Denis Osin, professor of mathematics, was an invited speaker at the 2018 International Congress of Mathematicians held in Rio de Janeiro. Convened once every four years, the ICM brings together mathematicians from all over the world to discuss the latest developments in every area of mathematics.

Jonathan Rattner, assistant professor of cinema and media arts, has received an Individual Artist Fellowship for 2019 from the Tennessee Arts Commission. The fellowship provides $5,000 awards to outstanding professional artists who live and work in Tennessee.

J.B. Ruhl, David Daniels Allen Distinguished Professor of Law, and Kyle Robisch, JD’14, co-authored the article “Agencies Running from Agency Discretion” (originally published in William & Mary Law Review), which has been selected for the 2019 edition of the Land Use & Environmental Law Review, a peer-reviewed compendium of the 10 best articles published the previous year addressing topics in environmental and land use law.

Kamal Saggi, Frances and John Downing Family Professor of Economics, will have two volumes of the World Scientific Studies in International Economics series devoted to his scholarship.

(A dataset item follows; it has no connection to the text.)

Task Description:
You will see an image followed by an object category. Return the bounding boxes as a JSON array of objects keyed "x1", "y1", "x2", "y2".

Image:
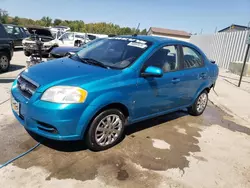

The first issue highlights Saggi’s work on the rules and regulations of the World Trade Organization. The second, to be published in 2019, collects his research into the WTO’s intellectual property rules.

Douglas Shadle, assistant professor of musicology, has received the inaugural H. Robert Cohen/RIPM Award from the American Musicological Society for his book Orchestrating the Nation: The Nineteenth-Century American Symphonic Enterprise (Oxford University Press, 2015). Each year the award honors a work of scholarship of exceptional merit based upon 18th-, 19th- and 20th-century periodical literature related to music.

Adela Soliz, assistant professor of public policy and higher education, has been named one of 10 finalists for the 2019 William T. Grant Scholars Program, designed to support promising early-career researchers. The 10 finalists will be interviewed in February 2019, and four to six scholars will be announced in March. Selected scholars each will receive $350,000 over five years and participate in annual meetings.

C. Michael Stein, Dan May Professor of Medicine and Pharmacology, has published Not Discussed: The Unspoken Rules for a Career in Academic Medical Research (CreateSpace Independent Publishing).

John Warren, lecturer in art, organized a two-day interdisciplinary symposium last February examining the creative and educational legacy of Black Mountain College (1933-1956) in conjunction with the Fine Arts Gallery’s “Looking Back (Looking Forward)” exhibition. The culmination of the symposium was a BMC-inspired multimedia art happening inside the Track One warehouse during the Wedgewood-Houston Art Crawl that featured original video art and musical compositions from Vanderbilt students alongside new choreography from New Dialect. This event, organized by Warren, was recently named Best Southern Art Revival by the Nashville Scene.